PEP 688, take 2: Making the buffer protocol accessible in Python

I just posted a revised version of PEP 688, which now proposes a Python-level API for the buffer protocol, adding the new __buffer__ and __release_buffer__ dunders. This allows for buffer protocol support in the type system, and also allows Python classes to implement the buffer protocol.

The previous discussion was here: PEP 688: Making the buffer protocol accessible in Python

Possible topics of discussion:

  • The PEP still proposes removing the special case where “bytes” is supposed to also mean “bytearray” and “memoryview” in annotations. This proposal got some pushback in the previous thread.
  • Does the interaction between the C buffer API and the proposed Python API make sense?
  • A few opportunities for bikeshedding: where should the Buffer ABC live, what should the new special methods be called, should we add any other related useful tools to the standard library?
4 Likes

As this feature is a feature of the language, as well as of the C-API, is it possible to specify the Python behaviour without reference to the implementation language, then the change to the C-API and slots separately? I’m not arguing against discussing the reference implementation as evidence of feasibility.
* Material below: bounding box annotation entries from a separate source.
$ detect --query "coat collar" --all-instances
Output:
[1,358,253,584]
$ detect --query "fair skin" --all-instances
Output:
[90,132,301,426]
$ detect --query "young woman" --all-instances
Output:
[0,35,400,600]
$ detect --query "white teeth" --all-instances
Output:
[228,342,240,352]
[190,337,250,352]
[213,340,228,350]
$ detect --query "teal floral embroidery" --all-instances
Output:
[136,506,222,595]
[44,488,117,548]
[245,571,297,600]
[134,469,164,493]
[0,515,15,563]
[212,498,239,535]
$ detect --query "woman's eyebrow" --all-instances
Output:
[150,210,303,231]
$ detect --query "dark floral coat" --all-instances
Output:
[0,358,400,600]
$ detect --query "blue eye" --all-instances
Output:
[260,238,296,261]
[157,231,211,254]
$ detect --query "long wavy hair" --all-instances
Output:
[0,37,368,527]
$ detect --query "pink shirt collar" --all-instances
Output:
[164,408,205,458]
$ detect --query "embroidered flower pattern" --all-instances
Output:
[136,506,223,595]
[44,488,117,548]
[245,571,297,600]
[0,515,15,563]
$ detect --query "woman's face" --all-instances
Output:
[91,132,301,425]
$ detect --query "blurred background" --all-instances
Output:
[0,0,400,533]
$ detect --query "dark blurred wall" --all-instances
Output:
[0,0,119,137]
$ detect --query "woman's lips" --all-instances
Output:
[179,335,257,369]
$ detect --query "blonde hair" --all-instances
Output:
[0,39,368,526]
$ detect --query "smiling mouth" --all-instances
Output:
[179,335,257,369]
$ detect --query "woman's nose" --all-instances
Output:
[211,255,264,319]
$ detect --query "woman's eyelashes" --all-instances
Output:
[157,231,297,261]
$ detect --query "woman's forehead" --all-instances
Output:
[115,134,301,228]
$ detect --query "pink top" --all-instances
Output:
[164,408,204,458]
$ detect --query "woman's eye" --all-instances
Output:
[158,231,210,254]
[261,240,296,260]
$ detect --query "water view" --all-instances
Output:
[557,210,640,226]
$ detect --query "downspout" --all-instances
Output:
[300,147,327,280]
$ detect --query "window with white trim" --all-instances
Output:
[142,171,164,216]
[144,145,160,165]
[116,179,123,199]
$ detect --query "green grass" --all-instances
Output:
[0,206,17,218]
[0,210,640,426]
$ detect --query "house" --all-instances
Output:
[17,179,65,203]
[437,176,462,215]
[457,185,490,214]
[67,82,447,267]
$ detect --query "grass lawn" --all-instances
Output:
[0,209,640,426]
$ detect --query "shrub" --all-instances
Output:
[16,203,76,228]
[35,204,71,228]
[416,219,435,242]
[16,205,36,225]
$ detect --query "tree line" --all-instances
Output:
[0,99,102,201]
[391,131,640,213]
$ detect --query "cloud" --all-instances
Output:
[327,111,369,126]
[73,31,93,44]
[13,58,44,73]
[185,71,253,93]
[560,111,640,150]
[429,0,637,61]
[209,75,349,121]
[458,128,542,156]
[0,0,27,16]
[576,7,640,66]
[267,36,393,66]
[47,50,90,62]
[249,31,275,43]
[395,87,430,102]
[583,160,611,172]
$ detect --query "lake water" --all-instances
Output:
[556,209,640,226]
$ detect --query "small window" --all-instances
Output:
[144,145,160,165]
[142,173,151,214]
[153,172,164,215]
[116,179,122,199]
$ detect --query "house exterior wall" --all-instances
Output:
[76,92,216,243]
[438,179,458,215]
My interest in this is not primarily typing (the category the PEP has).

The example is not enough for my understanding of the possibilities in general because it is a special case. Taking the memoryview in the constructor shape-locks the bytearray for the lifetime of the object by upping the export count, but suppose we wanted not to?

Let MyBuffer admit an append operation delegated to the bytearray, presumably only possible when the MyBuffer is not exporting. The __buffer__ method would have to return a fresh memoryview, and as long as any had not been returned to __release_buffer__, calling append would fail, right?

MyBuffer.__release_buffer__ would have to call memoryview.release. I think I understand this is not the same memoryview handed out, although it wraps the same Py_buffer.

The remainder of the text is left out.